Logging challenged along Klamath River tributary
SACRAMENTO – Three environmental groups sued the federal government Monday to block logging along the Salmon River, a major tributary of the northwestern California river that saw one of the nation's largest fish kills in 2002.
The groups contend the U.S. Forest Service's proposed timber cuts would further endanger salmon populations in the region by raising water temperatures and adding sediment through erosion.
The suit was filed in Sacramento federal court to block logging of 744 acres of old forest along the federally designated wild and scenic river about 55 miles southwest of Yreka near the Klamath Mountains towns of Sawyers Bar, Forks of Salmon, and Cecilville.
The suit alleges the latest proposed logging would add to damage already done by three other recent projects in the Salmon River's watershed. Those timber harvests were the targets of environmental lawsuits and tree-sitters two years ago.
Forest Service spokeswoman Janice Gauthier said she couldn't comment on pending litigation, nor had the service had time to review the suit. But the forest service said in its plan and appeals decisions that the timber sale is aimed at thinning smaller, fire-prone trees to protect larger, fire-resistant trees and open the forest canopy.
The environmental groups contend the service is being deceptive, and the areas marked for logging "are primarily large-diameter old-growth canopy trees and wildlife snags rather than the smaller and intermediate trees."

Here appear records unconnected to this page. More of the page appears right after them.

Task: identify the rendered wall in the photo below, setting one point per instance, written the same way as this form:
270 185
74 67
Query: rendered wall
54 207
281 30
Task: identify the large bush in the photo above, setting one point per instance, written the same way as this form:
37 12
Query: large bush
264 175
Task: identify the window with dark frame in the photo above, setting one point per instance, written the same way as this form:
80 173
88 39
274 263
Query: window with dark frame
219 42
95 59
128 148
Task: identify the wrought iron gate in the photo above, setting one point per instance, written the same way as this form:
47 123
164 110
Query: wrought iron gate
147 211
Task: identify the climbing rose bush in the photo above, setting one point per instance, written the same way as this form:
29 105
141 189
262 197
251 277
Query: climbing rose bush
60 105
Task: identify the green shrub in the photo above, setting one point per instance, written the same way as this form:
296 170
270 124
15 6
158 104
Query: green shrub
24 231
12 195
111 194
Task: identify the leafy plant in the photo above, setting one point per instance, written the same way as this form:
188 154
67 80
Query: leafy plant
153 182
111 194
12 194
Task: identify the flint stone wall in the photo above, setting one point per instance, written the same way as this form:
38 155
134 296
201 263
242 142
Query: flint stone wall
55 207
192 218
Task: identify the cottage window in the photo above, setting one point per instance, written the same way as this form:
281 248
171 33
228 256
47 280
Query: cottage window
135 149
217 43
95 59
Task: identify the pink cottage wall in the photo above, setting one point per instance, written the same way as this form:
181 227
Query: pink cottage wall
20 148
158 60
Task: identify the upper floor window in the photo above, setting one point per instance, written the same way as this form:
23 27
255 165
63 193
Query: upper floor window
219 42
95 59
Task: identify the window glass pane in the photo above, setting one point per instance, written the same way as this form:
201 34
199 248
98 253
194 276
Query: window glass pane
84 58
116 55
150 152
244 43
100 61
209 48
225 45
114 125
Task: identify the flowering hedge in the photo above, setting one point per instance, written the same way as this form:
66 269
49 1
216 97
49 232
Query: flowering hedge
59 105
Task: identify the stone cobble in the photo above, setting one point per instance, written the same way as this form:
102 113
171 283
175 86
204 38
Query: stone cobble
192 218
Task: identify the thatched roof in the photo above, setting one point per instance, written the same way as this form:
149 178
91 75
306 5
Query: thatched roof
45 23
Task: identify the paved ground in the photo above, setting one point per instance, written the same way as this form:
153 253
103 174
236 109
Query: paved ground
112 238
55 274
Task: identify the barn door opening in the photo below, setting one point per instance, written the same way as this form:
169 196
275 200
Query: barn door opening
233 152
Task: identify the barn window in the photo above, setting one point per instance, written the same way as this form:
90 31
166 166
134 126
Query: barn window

"Virtually every old growth tree is marked for logging," alleged George Sexton, conservation director of Ashland, Ore.-based Klamath Siskiyou Wildlands Center, one of the nonprofit groups that sued. "They're going after old growth that the Fish and Wildlife Service says is critical to maintaining habitat for an endangered species, the northern spotted owl."
Many of those trees are three to five feet in diameter, he said.
The Klamath Forest Alliance and Environmental Protection Information Center joined in the suit alleging the timber cut violates the Klamath National Forest's management plan and regulations for protecting old-growth trees within the owl's habitat.